The woman must have felt uncomfortable because she tried to change the subject. She brought up the controversial topic of worship that led to her acknowledging that one day the Messiah will come and straighten out all that business, and that’s when Jesus says to her, “I am he.”

In other words Jesus didn’t bring up the issue of her husbands to judge but reveal his identity to her. Just like the story of Nathaniel, when he felt Jesus saw into his soul, the woman realized that Jesus knew all about her life. But not just that, she felt accepted in his presence. When she told her village that she met a man who told her everything she ever did, what was she saying? “He knows me and still accepts me!”

Some people today say, “If I had an experience like that I would believe too. If God met me in a person who knew everything about my life I’d believe.” Perhaps God does meet us like that, but we don’t always realize it. Just like the people in the subway walking past a renowned violin player, we don’t realize in the moment that God is encountering us.

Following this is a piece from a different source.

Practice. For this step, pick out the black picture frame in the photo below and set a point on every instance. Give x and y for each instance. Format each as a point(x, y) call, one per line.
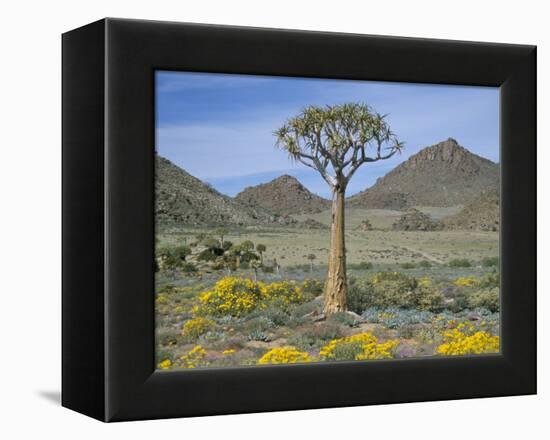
point(108, 219)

Have you had the experience in worship listening to a sermon and felt like the pastor was talking about you? As if the preacher had been reading your mail? I know some of you have. You’ve come up to me after a service and said, “How did you know what was going on in my life? I felt like no one else was in the room, because you were talking directly to me.” And, of course, I didn’t. That is how God works. If you put yourself in God’s company that is going to happen. God is going to show you, that God knows all about your life. God knows what you are dealing with. And God wants to give you fresh resources if you will trust him.

So the woman drops her bucket to go and tell her village about Jesus. Now think about this for a moment. Her bucket represented the boring, dull routine of her life. She would need that bucket again. She would still need to draw water, but that day she dropped it, because she a resource for living that bucket couldn’t carry.

What does your bucket look like? What symbolizes the routine of your life? Buckets are good. They are necessary. (pic of bucket)But they are made to carry our deepest needs. Sometimes we have to drop our buckets to recognize there is something much better to live for. In fact, when we receive Jesus offers, it changes how we approach our buckets.

In 1969 Dr. Oliver Sacks worked with an experimental drug to help patients with what was called “sleeping sickness,” something that kept people in a kind of catatonic, coma-like state. They weren’t completely unconscious, but they were never fully awake. The drug had such dramatic effect Dr Sacks wrote about his findings in a book that became a movie, Awakenings, starring Robin Williams as the doctor and Robert DeNiro, the first patient to be “awakened.”

After thirty years Leonard comes out of his trance. In one scene in the movie he is so excited about his new life, he calls the doctor in the middle of the night to say he has to come see him. The doctor hurries over. Leonard says, “We have to tell everybody. We have to remind them. We have to let them know how good it is.”

“How good what is?” asks the doctor.

Leonard picks up a newspaper: “Read the newspaper. See what they say, all bad, it’s all bad. People have forgotten what life is about, they’ve forgotten what it is to be alive, they need to be reminded, they need to be reminded about what they have and what they can lose. And what I feel is the joy of life, the gift of life, the freedom of life, the wonderment of life!”